Alors que l’inflation a de nouveau ralenti en janvier dans la zone euro, les investisseurs s’attendaient à ce que la BCE agisse en vue de se prémunir contre les risques de déflation, laquelle devient la nouvelle bête noire.

Fin janvier, la directrice générale du Fonds monétaire internationale, Christine Lagarde avait fait part de son inquiétude lors du Forum économique mondial de Davos, notant que la hausse des prix enregistrée dans les pays de la zone euro était « bien en-dessous de l’objectif » fixé par la BCE et le bloc monétaire.
Face aux craintes de la patronne du FMI, le président de la Banque centrale européenne, Mario Draghi, avait tenu à préciser en retour lors du forum de Davos que la BCE se tenait prête à agir si l’inflation tombait en deçà des prévisions. Tout en réaffirmant parallèlement le maintien de taux d’intérêt bas, et ouvrant même la porte à une nouvelle baisse pendant une période de temps prolongée.

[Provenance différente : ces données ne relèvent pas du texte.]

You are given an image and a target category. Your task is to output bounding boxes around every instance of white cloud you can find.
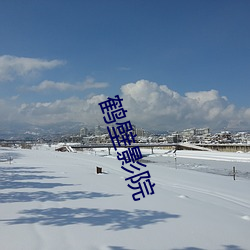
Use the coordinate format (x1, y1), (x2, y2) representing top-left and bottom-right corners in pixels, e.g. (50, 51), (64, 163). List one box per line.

Précisons qu’en décembre 2013, l’inflation a chuté à 0,8% en valeur glissante annuelle, dans la zone euro, l’objectif de la BCE étant de ne pas dépasser un taux de 2%, sans toutefois trop s’en éloigner. En octobre, le taux d’inflation se situait à 0,7%, ce qui avait conduit la Banque Centrale européenne à abaisser son taux directeur en novembre.
S’exprimant le 16 janvier dernier devant le National Press Club de Washington, Christine Lagarde s’était d’ores et déjà inquiétée d’un risque déflationniste dans la zone euro. «  Si l’inflation est le génie, alors la déflation est l’ogre qu’il nous faut combattre avec vigueur » , avait-t-elle ainsi déclaré.

Qu’à cela ne tienne, Mario Draghi a soutenu mordicus jeudi lors de sa conférence de presse mensuelle de politique monétaire que la zone euro n’était pas confrontée à un épisode de déflation.  Ajoutant toutefois que « le fait d’avoir une inflation basse pendant une période prolongée » constituait « un risque en lui-même » et nécessitait un « contrôle étroit ».

Des propos qui interviennent alors que le conseil des gouverneurs de la BCE a décidé de laisser son principal taux directeur inchangé à 0,25%, un niveau historiquement bas.

« Nous avons déjà agi en novembre », a argué M. Draghi. Précisant que depuis, la Banque Centrale Européenne observait la réaction des marchés et de l’économie à cette décision, mais que des effets immédiats étaient peu probables.  Le patron de la BCE a par ailleurs justifié son immobilisme actuel par la « complexité » de la situation et la nécessité de rassembler les informations nécessaires.  Notons à cet égard, que les prévisions de la BCE de croissance et d’inflation pour 2014 et 2015 ont attendues le mois prochain.